Sunday, March 11, 2012

Scarecrow strike

From LiveMint Lounge: Scarecrow strike
In the introduction to an anthology of 1970s science fiction stories, Isaac Asimov wistfully says how much he envies anyone who is about to read John W. Campbell Jr’s masterpiece Who Goes There?for the first time. This high praise ensures that anyone who has read the introduction immediately flips to the back to Who Goes There?

Most fans of Matthew Reilly’s thriller novels will have exactly the same feeling when introducing the author’s works to new readers. How lucky you are, they think if not enunciate, that you are about to discover Shane Schofield and Jack West Jr and maghooks and statues made of meteorite fragments and secret army bases and underground treasure chambers and... That list is as limitless as Reilly’s irrepressible, and irresistible, imagination. Over a series of some dozen full-length novels, Reilly has perhaps created a subgenre that is uniquely his: the “cardiac arrest-inducing techno-thriller”.

His plots usually take little more than a page or so to start. Perhaps a top secret weapon has been stolen from a military base, or a head of state is being ambushed during a visit to a remote research facility. Think of these early chapters as the part of the roller coaster where you judder up the hill before being flung down the other side.

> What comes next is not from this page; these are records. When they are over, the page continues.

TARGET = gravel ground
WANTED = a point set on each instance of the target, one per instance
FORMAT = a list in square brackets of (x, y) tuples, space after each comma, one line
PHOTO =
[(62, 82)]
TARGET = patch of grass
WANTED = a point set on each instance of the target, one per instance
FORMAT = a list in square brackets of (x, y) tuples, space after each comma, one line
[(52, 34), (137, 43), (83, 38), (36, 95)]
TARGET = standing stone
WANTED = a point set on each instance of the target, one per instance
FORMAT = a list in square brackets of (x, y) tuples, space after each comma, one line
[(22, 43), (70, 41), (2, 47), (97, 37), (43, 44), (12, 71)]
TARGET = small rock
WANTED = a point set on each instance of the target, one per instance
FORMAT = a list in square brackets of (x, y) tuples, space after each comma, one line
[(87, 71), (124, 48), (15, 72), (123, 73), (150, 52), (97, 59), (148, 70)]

Reilly’s latest novel, Scarecrow and the Army of Thieves, begins with an all-but-abandoned Russian weapons base in the Arctic being taken over by a mysterious band of brigands called the Army of Thieves. Some miles away, but of course, our hero Shane “Scarecrow” Schofield is testing new experimental weapons (how convenient), including a small weaponized robot (how much more convenient), with a small force of scientists and US marines (many of whom must and will die).

Scarecrow and the Army of Thieves: By Matthew Reilly, Orion, 416 pages, ­£6.99 Rs 550)

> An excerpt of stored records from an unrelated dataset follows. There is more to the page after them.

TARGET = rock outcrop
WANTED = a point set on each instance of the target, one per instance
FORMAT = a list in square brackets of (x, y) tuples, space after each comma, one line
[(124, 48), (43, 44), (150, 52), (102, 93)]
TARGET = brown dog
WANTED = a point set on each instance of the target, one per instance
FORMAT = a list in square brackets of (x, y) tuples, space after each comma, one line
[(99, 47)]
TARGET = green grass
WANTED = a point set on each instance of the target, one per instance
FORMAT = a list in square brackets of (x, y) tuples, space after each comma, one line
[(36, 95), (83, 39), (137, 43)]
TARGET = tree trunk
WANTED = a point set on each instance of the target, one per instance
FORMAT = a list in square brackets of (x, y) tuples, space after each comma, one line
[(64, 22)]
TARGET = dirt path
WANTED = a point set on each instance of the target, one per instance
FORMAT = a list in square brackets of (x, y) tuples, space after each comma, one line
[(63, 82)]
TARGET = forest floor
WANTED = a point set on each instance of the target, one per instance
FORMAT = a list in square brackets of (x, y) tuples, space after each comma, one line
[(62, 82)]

Scarecrow and the Army of Thieves: By Matthew Reilly, Orion, 416 pages, ­£6.99 Rs. 550)
A massive army of bad guys against a small troop of good guys is exciting enough for most thriller novels. But not for Reilly. So we also have a group of French special forces who have a score to settle with Scarecrow, and are looking for him in the Arctic in a large submarine, which is later obliterated in a relatively minor skirmish.

Everyone proceeds to kill everyone else. Sometimes several times over. Also, there are mutant polar bears and a doomsday weapon. Indeed, Reilly might be the first author to overlap the genres of mindless thriller and magical realism.

With around a dozen novels behind him, Reilly now has a formula down pat. All his action happens in remote locations, allowing him to blow up things willy-nilly without worrying about collateral damage. His locations are complex and vague and thus make necessary the crude line diagrams and maps that all his novels have in the beginning. Every chapter ends with a cliff-hanger that is unresolvable by the laws of this universe. The dialogue, an utterly unnecessary distraction here, is always revolting. But most of all, Reilly has developed the ability to co-opt the reader into surrendering every notion of credibility.

This surrender, you could say, is at the heart of all writing. And what Reilly has to offer makes this capitulation wonderfully worthwhile.

Matthew Reilly is by no means good writing. But it is awesome reading.